OSError                                   Traceback (most recent call last)
<ipython-input-17-bd4c0051c48e> in <module>
----> 1 tokenizer = BertTokenizer.from_pretrained(r'\Downloads\bert-pretrained-model')

~\sentiment_analysis\lib\site-packages\transformers\tokenization_utils_base.py in from_pretrained(cls, pretrained_model_name_or_path, *init_inputs, **kwargs)
   1775                 f"- or '{pretrained_model_name_or_path}' is the correct path to a directory containing relevant tokenizer files\n\n"
   1776             )
-> 1777             raise EnvironmentError(msg)
   1778 
   1779         for file_id, file_path in vocab_files.items():

OSError: Can't load tokenizer for 'C:\Downloads\bert-pretrained-model'. Make sure that:

- 'C:\Downloads\bert-pretrained-model' is a correct model identifier listed on 'https://huggingface.co/models'

- or 'C:\Downloads\bert-pretrained-model' is the correct path to a directory containing relevant tokenizer files

When I'm trying load with BertModel, it's loading. But when i'm trying with BertTokenizer it's not loading.

1
You are missing vocab.json.cronoik
I have config.json, where can I get vocab.json?

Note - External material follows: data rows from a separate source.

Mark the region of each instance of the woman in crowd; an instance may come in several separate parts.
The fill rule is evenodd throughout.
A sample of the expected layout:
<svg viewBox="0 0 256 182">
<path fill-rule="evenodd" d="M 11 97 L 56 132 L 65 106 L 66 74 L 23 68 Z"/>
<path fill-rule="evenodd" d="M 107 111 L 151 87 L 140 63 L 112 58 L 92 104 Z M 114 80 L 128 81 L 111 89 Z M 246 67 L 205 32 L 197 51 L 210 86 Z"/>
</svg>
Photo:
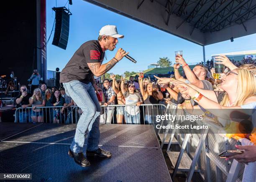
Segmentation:
<svg viewBox="0 0 256 182">
<path fill-rule="evenodd" d="M 118 105 L 125 105 L 125 100 L 121 91 L 121 82 L 116 81 L 115 80 L 115 76 L 114 75 L 110 76 L 110 78 L 113 80 L 112 87 L 116 94 Z M 116 87 L 117 85 L 117 87 Z M 117 108 L 116 119 L 118 124 L 122 124 L 123 123 L 124 116 L 124 107 L 123 106 L 119 106 Z"/>
<path fill-rule="evenodd" d="M 156 77 L 161 80 L 161 82 L 170 81 L 174 82 L 177 86 L 184 85 L 185 87 L 187 87 L 187 88 L 191 87 L 193 89 L 191 89 L 191 90 L 198 92 L 205 96 L 205 97 L 209 99 L 209 100 L 211 100 L 218 105 L 208 103 L 203 103 L 202 105 L 202 103 L 199 103 L 201 106 L 205 109 L 220 108 L 216 107 L 216 105 L 226 107 L 239 106 L 256 102 L 256 78 L 251 72 L 238 68 L 229 71 L 225 73 L 225 75 L 226 77 L 223 78 L 221 85 L 221 88 L 223 89 L 223 92 L 204 90 L 193 85 L 183 83 L 182 82 L 173 80 L 169 78 Z M 189 94 L 191 96 L 187 93 L 188 91 L 185 92 L 184 90 L 182 90 L 181 91 L 181 90 L 183 92 L 183 93 Z M 192 97 L 194 95 L 192 95 Z M 219 104 L 218 104 L 218 103 Z M 221 124 L 223 126 L 225 125 L 225 123 Z"/>
<path fill-rule="evenodd" d="M 61 97 L 59 90 L 56 90 L 54 93 L 54 95 L 51 97 L 50 102 L 53 106 L 63 106 L 65 103 L 64 97 Z M 61 116 L 61 108 L 60 107 L 54 108 L 53 109 L 53 122 L 54 123 L 59 123 L 60 120 L 62 120 L 64 117 Z M 61 121 L 61 122 L 62 121 Z"/>
<path fill-rule="evenodd" d="M 51 97 L 51 89 L 48 88 L 45 91 L 45 93 L 44 95 L 45 98 L 46 102 L 46 107 L 51 107 L 52 104 L 51 103 L 50 99 Z M 52 108 L 47 108 L 46 109 L 46 122 L 52 122 L 52 115 L 53 112 Z"/>
<path fill-rule="evenodd" d="M 55 90 L 56 90 L 57 88 L 56 88 L 55 87 L 51 87 L 51 93 L 53 94 L 53 93 L 54 93 L 54 92 L 55 92 Z"/>
<path fill-rule="evenodd" d="M 14 83 L 13 82 L 9 82 L 9 84 L 8 84 L 7 88 L 6 89 L 6 90 L 5 91 L 5 94 L 7 95 L 8 94 L 8 92 L 9 92 L 9 91 L 12 92 L 14 90 L 15 90 L 15 89 L 16 87 L 15 87 Z M 13 97 L 13 95 L 12 95 L 12 97 Z"/>
<path fill-rule="evenodd" d="M 139 80 L 139 81 L 140 80 Z M 144 89 L 144 91 L 146 91 L 146 87 L 147 86 L 147 85 L 148 85 L 149 83 L 151 83 L 151 82 L 150 82 L 150 80 L 149 80 L 148 78 L 145 78 L 143 79 L 143 80 L 142 81 L 142 86 L 143 87 L 143 88 Z"/>
<path fill-rule="evenodd" d="M 32 104 L 32 107 L 31 113 L 33 122 L 44 122 L 42 109 L 37 109 L 36 107 L 44 107 L 45 102 L 45 98 L 42 96 L 40 89 L 35 89 L 32 96 L 29 98 L 29 103 Z"/>
<path fill-rule="evenodd" d="M 122 78 L 121 90 L 124 96 L 125 105 L 134 105 L 136 106 L 126 106 L 125 117 L 127 123 L 133 124 L 140 123 L 140 110 L 139 106 L 142 104 L 142 99 L 140 94 L 135 91 L 135 87 L 133 83 L 128 85 L 128 91 L 124 88 L 124 78 Z"/>
<path fill-rule="evenodd" d="M 146 85 L 144 88 L 143 87 L 142 79 L 139 78 L 139 83 L 141 88 L 141 95 L 143 97 L 144 103 L 146 104 L 156 104 L 159 103 L 159 100 L 163 98 L 163 94 L 159 89 L 156 88 L 153 89 L 152 83 L 149 82 Z M 145 111 L 145 124 L 151 124 L 154 122 L 155 119 L 154 115 L 157 113 L 157 107 L 146 107 Z M 154 113 L 154 110 L 155 110 L 155 113 Z"/>
<path fill-rule="evenodd" d="M 51 104 L 51 102 L 50 102 L 50 99 L 51 99 L 51 89 L 48 88 L 45 91 L 45 95 L 46 107 L 52 106 L 52 104 Z"/>
</svg>

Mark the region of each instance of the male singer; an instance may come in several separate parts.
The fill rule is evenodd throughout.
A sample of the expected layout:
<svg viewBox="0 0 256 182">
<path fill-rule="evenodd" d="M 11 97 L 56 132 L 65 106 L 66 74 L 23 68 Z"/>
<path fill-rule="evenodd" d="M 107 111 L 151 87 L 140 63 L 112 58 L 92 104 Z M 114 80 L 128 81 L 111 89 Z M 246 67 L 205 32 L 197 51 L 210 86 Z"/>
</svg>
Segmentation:
<svg viewBox="0 0 256 182">
<path fill-rule="evenodd" d="M 118 38 L 124 36 L 118 33 L 114 25 L 108 25 L 100 30 L 97 40 L 83 44 L 76 51 L 60 73 L 66 93 L 83 111 L 78 121 L 76 133 L 69 151 L 75 162 L 84 167 L 90 165 L 83 153 L 85 135 L 89 132 L 86 155 L 109 157 L 110 152 L 99 147 L 100 106 L 93 87 L 93 75 L 99 77 L 110 70 L 128 52 L 120 48 L 113 59 L 102 65 L 105 52 L 113 50 Z"/>
</svg>

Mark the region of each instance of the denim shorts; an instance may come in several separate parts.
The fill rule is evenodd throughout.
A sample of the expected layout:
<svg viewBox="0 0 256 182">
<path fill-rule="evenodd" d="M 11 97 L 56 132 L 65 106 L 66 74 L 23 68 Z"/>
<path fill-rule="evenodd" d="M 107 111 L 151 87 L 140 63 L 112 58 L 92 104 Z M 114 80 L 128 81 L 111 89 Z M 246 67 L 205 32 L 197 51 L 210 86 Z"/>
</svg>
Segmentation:
<svg viewBox="0 0 256 182">
<path fill-rule="evenodd" d="M 43 116 L 43 111 L 39 111 L 39 112 L 36 112 L 34 111 L 32 111 L 31 112 L 31 116 Z"/>
<path fill-rule="evenodd" d="M 124 115 L 124 107 L 118 106 L 116 109 L 116 114 L 119 115 Z"/>
</svg>

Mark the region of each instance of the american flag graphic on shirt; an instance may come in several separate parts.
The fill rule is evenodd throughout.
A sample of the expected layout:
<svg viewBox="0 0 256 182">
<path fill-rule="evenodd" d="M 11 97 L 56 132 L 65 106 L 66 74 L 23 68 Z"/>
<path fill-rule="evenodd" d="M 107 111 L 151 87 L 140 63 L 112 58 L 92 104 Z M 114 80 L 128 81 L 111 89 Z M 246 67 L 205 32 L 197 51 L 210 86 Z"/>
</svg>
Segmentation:
<svg viewBox="0 0 256 182">
<path fill-rule="evenodd" d="M 100 52 L 97 50 L 90 50 L 90 57 L 91 60 L 100 59 Z"/>
</svg>

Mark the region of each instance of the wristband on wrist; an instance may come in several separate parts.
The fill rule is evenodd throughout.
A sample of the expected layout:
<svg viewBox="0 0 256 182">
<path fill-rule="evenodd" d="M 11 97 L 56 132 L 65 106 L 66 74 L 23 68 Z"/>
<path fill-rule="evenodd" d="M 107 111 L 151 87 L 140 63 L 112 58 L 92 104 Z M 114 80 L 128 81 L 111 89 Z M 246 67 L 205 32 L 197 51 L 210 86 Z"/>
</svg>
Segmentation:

I'm trying sentiment analysis with Hugging Face, Torch and BertNithin Reddy
Should I download only vocab.txt and place it in model folder or should I download any extra files?Nithin Reddy
You also need the tokenizer_config.json.cronoik

1 Answers

0
votes

Whats' the version of transformers you are using?. I had a similar issue, the solution was to upgrade the transformers to the latest(like 4.3.3 currently) version (I was using an old 2..1 version because I had to make an older code run) and it worked. Looks like older versions of transformers have this issue with loading the language model from the local path.

I would suggest upgrading your transformers in a separate virtual environment, this way you won't mess up other codes. If you don't use a virtual environment, it's highly recommended that you do now, here is a good and simple way of installing and creating one (includes Windows, considering your case) in this link.

Alternative recommendation: This may not be an answer to your question, but I would suggest using the pre-trained language model directly, instead of downloading it and pointing to its local path. At least that's a recommended way by huggingface. The only downside of this is when you don't have fast internet, it might take a while to load it. Other than that, including this line of code instead of yours would easily solve your peoblem:

tokenizer = BertTokenizer.from_pretrained("bert-base-cased")